Portions réduites, qualité en baisse… Depuis la rentrée 2022, plusieurs restaurants universitaires français voient leur offre de services se dégrader. Et avec des comptes dans le rouge, difficile de redresser la barre.
Un plat de choucroute sans chou, une demi part de quiche dissimulée sous une unique feuille de salade et un morceau de brownie relégué au bord de l’assiette. Les photos, prises au restaurant universitaire (RU) de Rennes 2, le 28 octobre dernier, se sont répandues comme une traînée de poudre : « Même le rab est devenu payant », « C’est devenu immangeable », « Les étudiants sont pauvres, va falloir le comprendre »... Les réactions pleuvent, partout en France. Jusqu’à faire remonter le dossier en haut de la pile de L’Assemblée nationale.
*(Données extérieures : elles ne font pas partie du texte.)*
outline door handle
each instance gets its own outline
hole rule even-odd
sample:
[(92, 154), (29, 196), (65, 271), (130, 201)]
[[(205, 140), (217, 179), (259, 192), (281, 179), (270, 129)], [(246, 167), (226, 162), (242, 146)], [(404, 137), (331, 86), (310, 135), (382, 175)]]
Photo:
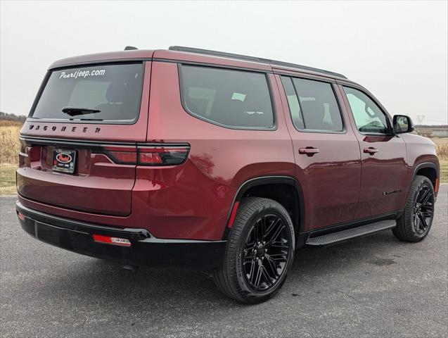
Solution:
[(307, 156), (312, 156), (315, 154), (319, 153), (319, 149), (313, 146), (307, 146), (306, 148), (299, 148), (299, 154), (305, 154)]
[(364, 148), (364, 153), (369, 153), (371, 155), (373, 155), (375, 153), (378, 153), (379, 150), (377, 148), (369, 146), (369, 148)]

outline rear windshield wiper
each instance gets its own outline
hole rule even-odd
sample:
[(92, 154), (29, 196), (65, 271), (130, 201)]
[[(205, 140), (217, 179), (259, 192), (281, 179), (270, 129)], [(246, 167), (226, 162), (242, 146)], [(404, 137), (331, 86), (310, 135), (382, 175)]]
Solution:
[(77, 115), (93, 114), (99, 113), (101, 111), (94, 108), (64, 107), (62, 108), (62, 111), (70, 116), (76, 116)]

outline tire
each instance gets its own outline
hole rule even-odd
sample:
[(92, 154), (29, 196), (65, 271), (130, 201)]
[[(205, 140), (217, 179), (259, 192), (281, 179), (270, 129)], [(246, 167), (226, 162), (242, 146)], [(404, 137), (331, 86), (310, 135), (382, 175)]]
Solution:
[[(431, 181), (416, 176), (406, 200), (404, 213), (392, 230), (401, 241), (416, 242), (425, 239), (433, 224), (435, 195)], [(424, 202), (424, 203), (422, 203)]]
[(285, 282), (294, 258), (294, 227), (275, 201), (243, 199), (213, 278), (229, 297), (257, 303), (272, 297)]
Une offre toujours dégradée en Bretagne
Dès septembre à Rennes, les syndicats étudiants étaient montés au créneau : « Le grammage des recettes comme la proportion de repas carnés avaient diminué, dans tous les RU de Bretagne, relate Baptiste Le Masson, président de la Fédération des associations étudiantes de Bretagne occidentale (Fédé B). Cette décision du Crous (centre régional des œuvres universitaires et scolaires) était arbitraire. Si rien n’avait été corrigé, les étudiants auraient vu leur cadre de vie décliner. »
Rapidement, Yann-Eric Prouteau, arrivé à la tête du centre breton au printemps 2022, reconnaît des « erreurs » et rétablit partiellement l’offre de restauration. Mais l’insatisfaction perdure chez les étudiants bretons. Nouvelle levée de bouclier au début du mois de novembre. Et il y a encore quelques jours, la Fédération des associations de Haute Bretagne (FAHB) réitérait ses critiques. « Nous ne sommes pas revenus à la situation que nous connaissions avant l’été, partage Lola Blandin-Bourgeon, sa présidente. Va-t-elle se poursuivre en 2023 ? Nous avons besoin d’informations concrètes de la part du Crous. »
Tensions d’approvisionnement et hausse du coût des matières premières
Le cas breton est-il isolé ou existe-t-il un problème plus fondamental au sein des Crous français ? A Reims et à Besançon, les élèves ont aussi dénoncé la dégradation de l’offre de restauration universitaire. A Strasbourg, c’est un jeu concours, accusé « d’utiliser la précarité étudiante comme un outil-marketing », qui avait été pointé du doigt.
Le Cnous (centre national des œuvres universitaires et scolaires), qui chapeaute l’ensemble des 26 antennes régionales, est en effet victime de la crise. 80% de ses achats proviennent d’une plateforme centrale. Mais avec le conflit en Ukraine, celle-ci subit des tensions d’approvisionnement sur les denrées alimentaires : « Certains fournisseurs peinent à honorer les commandes, comme sur les pommes de terre ou la viande rouge, informe le service communication du Cnous. Dans certains territoires, les filières locales ne parviennent pas à compenser. »
Dans le même temps, le prix des matières premières s’envole : « Le coût de production d’un repas est passé à 8 € », confiait récemment la présidente du Cnous, Dominique Marchand, au journal Ouest-France, alors même le prix de vente a été maintenu à 3,30€ pour tous les étudiants.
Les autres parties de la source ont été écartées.